В восточнославянской традиции (в ее украинско-белорусском, но не русском варианте) в качестве сакральных персонажей, которым передается истинная власть над положением вещей, выступают не только христианские сакральные персонажи – Бог, Богородица, святые (хотя к ним, разумеется, заговаривающий апеллирует в первую очередь), – но и персонажи мифологического мира: персонифицированные природные явления, стихии, единицы времени – праздники, дни недели и даже сакральные предметы, и нередко – все они вместе.
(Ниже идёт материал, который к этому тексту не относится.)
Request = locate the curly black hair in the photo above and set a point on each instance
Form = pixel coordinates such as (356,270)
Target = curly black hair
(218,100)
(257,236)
В полесских заговорах популярна такая формула, обычно завершающая текст заговора:
Не я ратую, / А Бог ратуе, / Божа Матка, / Божьи празднички. / Микола ратуе, / Борыс ратуе, / И ўсе свята ратуюць. / И Божьи деньки ратуюць. / И понедзельник ратуе. / И ўторок ратуе. / И середа ратуе. / И чэтвер ратуе. / И пьятница ратуе. / И субота ратуе. / И недзеля ратуе [ПЗ: № 580, то же № 263, 332, 393 и др.].